Abstract
Large-scale wastewater surveillance has the ability to greatly augment the tracking of infection dynamics especially in communities where the prevalence rates far exceed the testing capacity. However, current methods for viral detection in wastewater are severely lacking in terms of scaling up for high throughput. In the present study, we employed an automated magnetic-bead based concentration approach for viral detection in sewage that can effectively be scaled up for processing 24 samples in a single 40-minute run.

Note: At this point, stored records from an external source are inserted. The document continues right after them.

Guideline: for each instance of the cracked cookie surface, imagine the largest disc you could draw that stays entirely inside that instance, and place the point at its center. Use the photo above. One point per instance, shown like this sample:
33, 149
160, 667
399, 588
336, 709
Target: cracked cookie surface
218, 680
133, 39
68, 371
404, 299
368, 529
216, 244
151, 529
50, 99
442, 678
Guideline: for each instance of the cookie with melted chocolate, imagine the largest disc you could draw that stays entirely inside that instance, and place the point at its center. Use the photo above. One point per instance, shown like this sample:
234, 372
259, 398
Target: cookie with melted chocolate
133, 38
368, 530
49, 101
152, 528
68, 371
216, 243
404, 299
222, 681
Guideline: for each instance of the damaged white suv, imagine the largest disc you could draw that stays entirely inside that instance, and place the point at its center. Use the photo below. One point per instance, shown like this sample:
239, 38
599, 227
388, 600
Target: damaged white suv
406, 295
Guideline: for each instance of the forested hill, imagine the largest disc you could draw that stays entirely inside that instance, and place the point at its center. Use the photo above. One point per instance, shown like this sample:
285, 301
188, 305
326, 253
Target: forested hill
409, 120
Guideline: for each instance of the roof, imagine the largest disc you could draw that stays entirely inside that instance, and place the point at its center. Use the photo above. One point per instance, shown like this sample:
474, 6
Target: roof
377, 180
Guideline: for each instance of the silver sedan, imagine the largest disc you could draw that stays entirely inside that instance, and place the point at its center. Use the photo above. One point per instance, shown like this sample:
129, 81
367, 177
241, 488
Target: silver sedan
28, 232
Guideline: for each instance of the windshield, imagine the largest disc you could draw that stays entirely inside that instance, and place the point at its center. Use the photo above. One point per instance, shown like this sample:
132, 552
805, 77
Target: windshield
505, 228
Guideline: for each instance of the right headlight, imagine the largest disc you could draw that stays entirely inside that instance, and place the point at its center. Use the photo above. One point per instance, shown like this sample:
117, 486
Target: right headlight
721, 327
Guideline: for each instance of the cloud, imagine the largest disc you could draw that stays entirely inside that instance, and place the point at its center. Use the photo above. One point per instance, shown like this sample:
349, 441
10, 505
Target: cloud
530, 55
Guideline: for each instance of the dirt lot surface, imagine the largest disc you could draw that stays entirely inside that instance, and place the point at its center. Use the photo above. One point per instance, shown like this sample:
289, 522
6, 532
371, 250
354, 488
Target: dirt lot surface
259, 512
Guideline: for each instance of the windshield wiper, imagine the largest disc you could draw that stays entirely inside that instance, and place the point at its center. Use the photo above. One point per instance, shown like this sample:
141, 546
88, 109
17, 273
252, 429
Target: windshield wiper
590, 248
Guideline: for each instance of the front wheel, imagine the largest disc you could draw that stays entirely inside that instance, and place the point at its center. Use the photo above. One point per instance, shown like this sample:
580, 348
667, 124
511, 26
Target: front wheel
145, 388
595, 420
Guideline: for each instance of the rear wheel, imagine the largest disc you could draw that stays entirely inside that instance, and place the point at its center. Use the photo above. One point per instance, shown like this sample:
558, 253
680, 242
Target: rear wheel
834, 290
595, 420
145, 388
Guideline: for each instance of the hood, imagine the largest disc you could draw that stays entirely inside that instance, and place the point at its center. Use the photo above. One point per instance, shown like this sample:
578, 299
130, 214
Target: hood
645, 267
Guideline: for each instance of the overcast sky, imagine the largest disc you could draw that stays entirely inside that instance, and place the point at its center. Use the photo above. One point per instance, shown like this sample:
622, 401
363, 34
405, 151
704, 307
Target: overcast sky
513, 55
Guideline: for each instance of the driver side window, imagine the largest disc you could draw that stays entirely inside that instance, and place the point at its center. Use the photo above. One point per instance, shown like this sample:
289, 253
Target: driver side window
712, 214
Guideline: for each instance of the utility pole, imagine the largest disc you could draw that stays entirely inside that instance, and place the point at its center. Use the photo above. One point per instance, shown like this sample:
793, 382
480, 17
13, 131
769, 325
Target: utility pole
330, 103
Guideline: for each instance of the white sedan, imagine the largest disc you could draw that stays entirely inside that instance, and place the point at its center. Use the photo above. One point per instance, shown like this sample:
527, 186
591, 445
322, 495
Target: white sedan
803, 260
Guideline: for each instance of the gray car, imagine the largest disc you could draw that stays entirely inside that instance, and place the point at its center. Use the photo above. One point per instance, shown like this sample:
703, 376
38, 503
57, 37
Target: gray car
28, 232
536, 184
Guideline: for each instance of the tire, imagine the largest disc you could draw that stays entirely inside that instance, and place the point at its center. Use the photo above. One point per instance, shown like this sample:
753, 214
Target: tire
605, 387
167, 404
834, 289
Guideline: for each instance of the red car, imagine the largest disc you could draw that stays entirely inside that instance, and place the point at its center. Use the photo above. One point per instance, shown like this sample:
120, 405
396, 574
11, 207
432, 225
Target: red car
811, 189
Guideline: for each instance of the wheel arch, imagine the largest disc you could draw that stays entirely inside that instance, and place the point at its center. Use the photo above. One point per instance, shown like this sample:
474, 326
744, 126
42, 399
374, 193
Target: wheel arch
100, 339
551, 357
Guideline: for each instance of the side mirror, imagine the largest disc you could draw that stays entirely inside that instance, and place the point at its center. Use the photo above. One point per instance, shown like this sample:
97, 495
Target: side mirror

The method compared favorably to conventionally used methods for viral wastewater concentrations with higher recovery efficiencies from input sample volumes as low as 10ml and can enable the processing of over 100 wastewater samples in a day. The sensitivity of the high-throughput protocol was shown to detect cases as low as 2 in a hospital building with a known COVID-19 caseload. Using the high throughput pipeline, samples from the influent stream of the primary wastewater treatment plant of San Diego county (serving 2.3 million residents) were processed for a period of 13 weeks. Wastewater estimates of SARS-CoV-2 viral genome copies in raw untreated wastewater correlated strongly with clinically reported cases by the county, and when used alongside past reported case numbers and temporal information in an autoregressive integrated moving average (ARIMA) model enabled prediction of new reported cases up to 3 weeks in advance. Taken together, the results show that the high-throughput surveillance could greatly ameliorate comprehensive community prevalence assessments by providing robust, rapid estimates.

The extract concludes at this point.